Select Cases
- Division of pharmaceutical firm experienced limited prospects for growth, declining profits and a turnover in leadership. Engagement around strategy resulted in repositioned into alternate drug delivery systems, exiting other business lines and reallocating both scientific and channel management resources to new thrust. Sales grew 30% with steady margin improvements over two-year period
- Directors of 30,000 member professional association confronted dilemma of all--consuming commitments to traditional member service portfolio as host industry underwent sea-state change driven by new technology and accompanying regulatory shifts. Helped board and executive director craft transition strategy involving augmented directorate, vendor-supported pilot projects and phased exit of legacy activities.
- Assisted specialty software firm in repositioned company from "shrink wrapped" products distributed via mass channels to Software as a Service model aimed at more lucrative segments. Success of strategy resulted in capital infusion five times sales within year.
- Mexico City-based telephony start-up unable to implement a consistent, competitively priced offering due to cultural "grid-lock" among stakeholders. Developed cross-cultural intervention and revised business plan for incubation period. Company became operational in 10 months, sold 28,000 lines at target margins within 2 years.
- Non-profit agency for multiply disabled encountered significant evaporation of funding streams following major commitments for expansion. Orderly dissolution plan developed for board and overseen during execution over subsequent months resulting in successful asset sale and transfer of responsibilities without interruption of services.
- Manufacturer of high performance coatings achieved double-digit growth in select lines, creating significant internal tension, competition for resources and ongoing debate over the future direction of the firm.

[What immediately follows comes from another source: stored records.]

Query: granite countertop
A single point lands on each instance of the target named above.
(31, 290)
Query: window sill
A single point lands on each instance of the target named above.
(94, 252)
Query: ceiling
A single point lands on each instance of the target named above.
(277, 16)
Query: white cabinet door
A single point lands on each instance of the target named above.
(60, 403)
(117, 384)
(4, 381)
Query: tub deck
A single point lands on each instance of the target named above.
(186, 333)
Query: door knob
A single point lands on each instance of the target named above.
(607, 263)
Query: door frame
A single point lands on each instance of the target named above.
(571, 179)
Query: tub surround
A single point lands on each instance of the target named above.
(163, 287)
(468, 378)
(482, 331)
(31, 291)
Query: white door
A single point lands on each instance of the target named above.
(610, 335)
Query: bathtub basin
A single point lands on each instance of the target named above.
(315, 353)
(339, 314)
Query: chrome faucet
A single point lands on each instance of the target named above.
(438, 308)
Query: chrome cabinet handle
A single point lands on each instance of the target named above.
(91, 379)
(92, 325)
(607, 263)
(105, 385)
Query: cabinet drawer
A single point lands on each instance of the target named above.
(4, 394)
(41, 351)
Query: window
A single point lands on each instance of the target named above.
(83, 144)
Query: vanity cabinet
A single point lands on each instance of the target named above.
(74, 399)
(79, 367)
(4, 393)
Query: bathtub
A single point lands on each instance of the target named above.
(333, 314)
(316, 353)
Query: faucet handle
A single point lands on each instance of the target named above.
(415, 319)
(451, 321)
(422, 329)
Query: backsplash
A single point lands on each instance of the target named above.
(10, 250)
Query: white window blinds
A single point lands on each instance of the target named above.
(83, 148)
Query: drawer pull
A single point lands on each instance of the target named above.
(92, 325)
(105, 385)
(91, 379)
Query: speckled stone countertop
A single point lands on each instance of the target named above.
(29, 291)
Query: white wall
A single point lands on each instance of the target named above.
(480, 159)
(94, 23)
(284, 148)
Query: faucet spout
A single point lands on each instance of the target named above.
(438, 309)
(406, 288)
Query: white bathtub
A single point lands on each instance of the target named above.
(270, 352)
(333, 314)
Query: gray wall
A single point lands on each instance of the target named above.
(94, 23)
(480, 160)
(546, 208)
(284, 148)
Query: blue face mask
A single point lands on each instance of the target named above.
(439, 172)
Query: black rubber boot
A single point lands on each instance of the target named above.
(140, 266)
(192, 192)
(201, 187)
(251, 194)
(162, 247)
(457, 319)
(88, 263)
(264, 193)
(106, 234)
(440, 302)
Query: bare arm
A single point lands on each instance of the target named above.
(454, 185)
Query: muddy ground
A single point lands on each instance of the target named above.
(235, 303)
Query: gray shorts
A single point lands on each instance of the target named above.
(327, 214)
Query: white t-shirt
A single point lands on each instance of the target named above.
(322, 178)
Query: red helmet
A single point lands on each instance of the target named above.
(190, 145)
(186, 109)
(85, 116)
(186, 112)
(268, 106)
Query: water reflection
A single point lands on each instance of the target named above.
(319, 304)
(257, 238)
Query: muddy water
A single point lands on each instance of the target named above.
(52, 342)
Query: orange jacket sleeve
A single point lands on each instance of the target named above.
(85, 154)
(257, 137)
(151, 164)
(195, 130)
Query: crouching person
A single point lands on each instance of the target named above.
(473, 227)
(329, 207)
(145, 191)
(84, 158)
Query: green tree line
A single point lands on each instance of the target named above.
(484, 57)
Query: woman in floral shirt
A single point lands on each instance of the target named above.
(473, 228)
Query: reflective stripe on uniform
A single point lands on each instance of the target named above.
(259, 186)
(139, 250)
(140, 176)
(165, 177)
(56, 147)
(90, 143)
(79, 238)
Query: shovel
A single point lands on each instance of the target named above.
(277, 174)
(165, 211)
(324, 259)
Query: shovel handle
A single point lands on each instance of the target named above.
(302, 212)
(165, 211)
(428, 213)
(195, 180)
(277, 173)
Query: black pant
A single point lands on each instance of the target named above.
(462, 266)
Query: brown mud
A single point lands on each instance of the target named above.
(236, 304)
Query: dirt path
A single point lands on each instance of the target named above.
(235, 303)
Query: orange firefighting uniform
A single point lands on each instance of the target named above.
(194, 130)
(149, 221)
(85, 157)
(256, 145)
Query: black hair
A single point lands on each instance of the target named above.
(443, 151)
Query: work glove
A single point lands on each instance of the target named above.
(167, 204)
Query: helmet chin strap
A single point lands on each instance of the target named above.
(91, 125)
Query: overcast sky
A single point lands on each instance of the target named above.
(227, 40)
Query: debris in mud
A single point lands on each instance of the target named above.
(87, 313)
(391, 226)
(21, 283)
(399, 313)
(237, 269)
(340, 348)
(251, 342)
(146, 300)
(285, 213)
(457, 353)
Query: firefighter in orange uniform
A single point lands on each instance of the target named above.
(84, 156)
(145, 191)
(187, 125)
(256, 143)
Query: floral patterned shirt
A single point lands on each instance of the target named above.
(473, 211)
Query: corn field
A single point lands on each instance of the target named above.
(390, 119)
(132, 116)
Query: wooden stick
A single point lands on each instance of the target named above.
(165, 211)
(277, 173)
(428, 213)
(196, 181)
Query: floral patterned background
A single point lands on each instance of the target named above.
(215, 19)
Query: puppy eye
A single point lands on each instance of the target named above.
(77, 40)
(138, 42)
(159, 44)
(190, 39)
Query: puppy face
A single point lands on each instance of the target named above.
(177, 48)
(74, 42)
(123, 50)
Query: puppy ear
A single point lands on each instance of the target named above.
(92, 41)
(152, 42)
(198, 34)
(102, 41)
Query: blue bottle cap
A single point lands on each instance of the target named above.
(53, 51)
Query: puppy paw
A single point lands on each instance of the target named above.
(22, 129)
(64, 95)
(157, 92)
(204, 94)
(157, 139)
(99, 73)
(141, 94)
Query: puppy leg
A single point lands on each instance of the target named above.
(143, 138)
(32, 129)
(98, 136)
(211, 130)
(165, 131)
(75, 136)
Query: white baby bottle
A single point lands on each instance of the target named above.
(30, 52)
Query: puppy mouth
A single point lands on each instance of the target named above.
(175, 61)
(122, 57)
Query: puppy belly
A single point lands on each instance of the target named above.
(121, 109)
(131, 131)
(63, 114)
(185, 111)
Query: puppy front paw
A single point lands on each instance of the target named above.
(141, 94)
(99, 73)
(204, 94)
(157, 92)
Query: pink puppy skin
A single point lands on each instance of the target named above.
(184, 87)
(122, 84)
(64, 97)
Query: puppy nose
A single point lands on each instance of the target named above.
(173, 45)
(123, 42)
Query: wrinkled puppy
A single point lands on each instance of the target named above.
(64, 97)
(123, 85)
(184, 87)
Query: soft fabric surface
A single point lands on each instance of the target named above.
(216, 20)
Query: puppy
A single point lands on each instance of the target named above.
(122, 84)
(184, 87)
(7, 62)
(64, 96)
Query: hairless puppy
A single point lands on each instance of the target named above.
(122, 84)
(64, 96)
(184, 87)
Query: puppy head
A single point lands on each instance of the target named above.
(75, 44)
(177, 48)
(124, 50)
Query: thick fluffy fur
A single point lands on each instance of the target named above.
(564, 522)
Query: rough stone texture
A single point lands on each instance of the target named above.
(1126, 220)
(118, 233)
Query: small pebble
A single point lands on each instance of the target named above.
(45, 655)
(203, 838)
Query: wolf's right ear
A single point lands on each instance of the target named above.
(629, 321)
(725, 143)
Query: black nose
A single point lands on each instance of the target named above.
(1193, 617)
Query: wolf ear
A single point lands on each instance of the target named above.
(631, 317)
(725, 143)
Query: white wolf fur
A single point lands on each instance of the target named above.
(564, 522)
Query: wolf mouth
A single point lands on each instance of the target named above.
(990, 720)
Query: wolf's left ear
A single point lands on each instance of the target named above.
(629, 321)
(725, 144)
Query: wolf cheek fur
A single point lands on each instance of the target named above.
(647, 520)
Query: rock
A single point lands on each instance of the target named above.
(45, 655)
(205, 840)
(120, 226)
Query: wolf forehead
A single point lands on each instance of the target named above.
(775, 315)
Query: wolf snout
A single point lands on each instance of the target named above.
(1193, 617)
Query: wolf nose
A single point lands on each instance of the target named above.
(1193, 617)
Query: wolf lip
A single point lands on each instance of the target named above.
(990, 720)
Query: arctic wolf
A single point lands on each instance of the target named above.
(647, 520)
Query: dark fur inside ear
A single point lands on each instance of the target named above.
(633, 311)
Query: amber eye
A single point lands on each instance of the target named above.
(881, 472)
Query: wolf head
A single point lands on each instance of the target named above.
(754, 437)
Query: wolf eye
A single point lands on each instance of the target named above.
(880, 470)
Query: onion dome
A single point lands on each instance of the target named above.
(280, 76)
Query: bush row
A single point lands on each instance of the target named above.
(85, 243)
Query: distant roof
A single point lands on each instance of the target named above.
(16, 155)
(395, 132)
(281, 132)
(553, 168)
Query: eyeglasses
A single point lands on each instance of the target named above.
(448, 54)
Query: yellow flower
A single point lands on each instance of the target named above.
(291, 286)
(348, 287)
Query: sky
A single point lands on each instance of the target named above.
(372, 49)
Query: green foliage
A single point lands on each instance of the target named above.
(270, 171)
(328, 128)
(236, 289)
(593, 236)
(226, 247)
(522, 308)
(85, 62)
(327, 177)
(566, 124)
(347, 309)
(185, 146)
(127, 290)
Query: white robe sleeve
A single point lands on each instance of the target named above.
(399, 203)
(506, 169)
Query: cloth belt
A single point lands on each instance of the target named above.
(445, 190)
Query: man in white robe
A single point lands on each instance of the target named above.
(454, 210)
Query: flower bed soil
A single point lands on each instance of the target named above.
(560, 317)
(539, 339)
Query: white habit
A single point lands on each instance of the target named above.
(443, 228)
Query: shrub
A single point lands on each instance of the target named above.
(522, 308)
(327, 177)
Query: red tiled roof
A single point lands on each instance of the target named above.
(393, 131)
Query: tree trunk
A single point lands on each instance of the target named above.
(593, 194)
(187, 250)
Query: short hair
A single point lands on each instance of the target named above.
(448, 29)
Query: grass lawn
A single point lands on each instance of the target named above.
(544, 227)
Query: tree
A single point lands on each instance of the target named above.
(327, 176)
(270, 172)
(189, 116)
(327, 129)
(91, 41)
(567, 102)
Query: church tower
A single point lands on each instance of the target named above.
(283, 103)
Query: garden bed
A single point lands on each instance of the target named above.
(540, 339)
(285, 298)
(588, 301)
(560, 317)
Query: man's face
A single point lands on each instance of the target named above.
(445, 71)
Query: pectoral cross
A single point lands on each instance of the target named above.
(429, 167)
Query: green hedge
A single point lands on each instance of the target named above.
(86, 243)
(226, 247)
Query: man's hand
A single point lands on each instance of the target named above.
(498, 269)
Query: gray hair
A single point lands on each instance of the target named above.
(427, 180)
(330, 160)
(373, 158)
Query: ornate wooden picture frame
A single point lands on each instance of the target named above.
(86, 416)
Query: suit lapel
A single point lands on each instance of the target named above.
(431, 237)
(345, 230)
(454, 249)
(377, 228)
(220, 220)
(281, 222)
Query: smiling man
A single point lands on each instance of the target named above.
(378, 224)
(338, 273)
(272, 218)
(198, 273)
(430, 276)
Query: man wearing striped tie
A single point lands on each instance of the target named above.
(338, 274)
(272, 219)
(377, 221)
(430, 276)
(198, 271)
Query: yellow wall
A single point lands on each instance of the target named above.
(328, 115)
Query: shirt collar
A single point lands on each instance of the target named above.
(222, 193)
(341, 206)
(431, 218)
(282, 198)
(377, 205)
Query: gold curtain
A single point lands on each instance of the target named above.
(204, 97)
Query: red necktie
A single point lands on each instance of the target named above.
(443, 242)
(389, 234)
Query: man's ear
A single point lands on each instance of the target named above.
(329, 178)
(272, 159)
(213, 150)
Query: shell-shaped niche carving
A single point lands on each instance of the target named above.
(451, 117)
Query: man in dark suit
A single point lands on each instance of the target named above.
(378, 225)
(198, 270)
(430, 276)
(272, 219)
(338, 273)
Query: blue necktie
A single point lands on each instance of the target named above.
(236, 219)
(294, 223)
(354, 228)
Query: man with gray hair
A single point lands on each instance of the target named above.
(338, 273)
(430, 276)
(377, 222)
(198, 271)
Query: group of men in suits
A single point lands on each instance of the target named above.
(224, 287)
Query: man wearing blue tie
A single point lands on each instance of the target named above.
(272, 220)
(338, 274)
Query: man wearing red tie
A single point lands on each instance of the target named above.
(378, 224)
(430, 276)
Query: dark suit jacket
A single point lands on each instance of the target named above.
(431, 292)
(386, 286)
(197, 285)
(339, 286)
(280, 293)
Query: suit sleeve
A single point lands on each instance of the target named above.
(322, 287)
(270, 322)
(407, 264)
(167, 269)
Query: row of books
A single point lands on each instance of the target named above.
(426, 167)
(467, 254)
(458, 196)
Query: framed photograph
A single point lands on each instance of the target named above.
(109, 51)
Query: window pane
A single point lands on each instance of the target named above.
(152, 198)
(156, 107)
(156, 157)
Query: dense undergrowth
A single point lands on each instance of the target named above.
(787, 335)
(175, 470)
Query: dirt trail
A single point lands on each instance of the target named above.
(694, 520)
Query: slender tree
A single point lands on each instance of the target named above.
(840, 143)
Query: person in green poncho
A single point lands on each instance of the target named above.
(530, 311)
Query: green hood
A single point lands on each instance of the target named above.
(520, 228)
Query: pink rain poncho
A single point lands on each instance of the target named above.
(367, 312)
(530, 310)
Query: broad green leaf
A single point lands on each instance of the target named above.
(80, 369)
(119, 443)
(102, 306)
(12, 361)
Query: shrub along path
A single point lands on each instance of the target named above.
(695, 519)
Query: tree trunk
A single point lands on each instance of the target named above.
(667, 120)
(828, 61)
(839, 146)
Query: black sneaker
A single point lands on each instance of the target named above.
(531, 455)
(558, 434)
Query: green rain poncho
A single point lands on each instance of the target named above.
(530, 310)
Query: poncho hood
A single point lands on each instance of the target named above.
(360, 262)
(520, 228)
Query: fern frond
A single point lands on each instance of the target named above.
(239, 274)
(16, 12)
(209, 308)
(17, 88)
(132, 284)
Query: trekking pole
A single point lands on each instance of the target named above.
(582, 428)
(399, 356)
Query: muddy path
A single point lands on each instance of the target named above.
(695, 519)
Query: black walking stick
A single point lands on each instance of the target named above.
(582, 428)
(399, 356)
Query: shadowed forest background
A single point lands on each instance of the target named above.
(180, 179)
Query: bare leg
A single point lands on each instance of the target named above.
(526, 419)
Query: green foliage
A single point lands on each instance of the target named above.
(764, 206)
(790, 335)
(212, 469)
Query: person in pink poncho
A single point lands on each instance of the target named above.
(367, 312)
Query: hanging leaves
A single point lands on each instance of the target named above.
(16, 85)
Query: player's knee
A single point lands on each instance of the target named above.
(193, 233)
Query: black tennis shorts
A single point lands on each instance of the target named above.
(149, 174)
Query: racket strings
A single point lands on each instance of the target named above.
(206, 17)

Engaged to work with leadership team on comprehensive strategy within boundary conditions established by ownership, coalescing around revised organization design around three profitable SBUs.
- Family-owned producer of building materials experienced severe pricing pressure from increasingly powerful distributors. Though profitable due to aggressive cost management, company was unable to grow. Engaged to work with leadership team to craft strategy to migrate offering up the value-added pyramid and directly to end-user segments.
- Top-50 bank holding company aspired to grow at a multiple of GNP but lacked necessary "bench" to execute. Designed and conducted leader development program using business building, "stretch assignments" for next-gen leaders. Revenues and margins for these initiatives rivaled that of core lines within 36 months, one "assignment" accounted for 40% of new business by year 3.